Now here's where it gets tricky and I get stuck...

Using the fourth Dirichlet upper (z=0) boundary condition, I get:

p(r,0)=f(r)=\sum_{\infty}^{n=1}A_{n}[cosh(0)-sinh(0)]J_{0}(\lambda _{n}r)=\sum_{\infty}^{n=1}A_{n}J_{0}(\lambda _{n}r)

Unfortunately, f(r) is not a constant, but rather an ugly empirical function of r.

So I have written:

f(r)=\sum_{\infty}^{n=1}A_{n}J_{0}(\lambda _{n}r)

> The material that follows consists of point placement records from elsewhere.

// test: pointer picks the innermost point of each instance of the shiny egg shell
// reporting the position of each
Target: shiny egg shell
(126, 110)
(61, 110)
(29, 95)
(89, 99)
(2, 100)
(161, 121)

And I have no idea where to go from here. I gather this will eventually end up in Matlab or R, but first I need a better understanding of the Bessel function J0 and A. I've read that the Bessel function of the first kind of order n (in my case n=0, right?) can be expressed as:

J_{n}(x) = \sum_{\infty}^{k=1}\frac {(-1)^{k}(x/2)^{n+2k}}{k!\Gamma (n+k+1)}}

Again, any help would be greatly appreciated.

 

[arildno]

Now, assuming that the class of J_0's, with scaled arguments, represents a COMPLETE BASIS for functions on R (i.e, that any function is representable as a linear combination of these J_0's), then the A_n's are simply the required coefficients.

 

[LCKurtz]

I haven't checked all your details, but your P equation and boundary conditions appear to be a Sturm-Liouville system which answers questions about orthogonality of the eigenfunctions, gives formulas for the eigenfunction expansion coefficients and settles convergence. For example, see:

http://www.efunda.com/math/ode/Sturm_liouville.cfm

 

[alexrao]

Thanks again. Arildno, you mentioned that the A_{n}'s are the required coefficients. But if I want to define a pressure distribution in this cylinder, don't I also need to figure out \lambda? And is it true that \lambda in P(r) and \lambda in Q(z) are not the same?

 

[arildno]

No, the \lambda_{n} MUST be the same numbers; otherwise, your diff.eq won't be satisfied. (Remember, it is directly related to your C's!)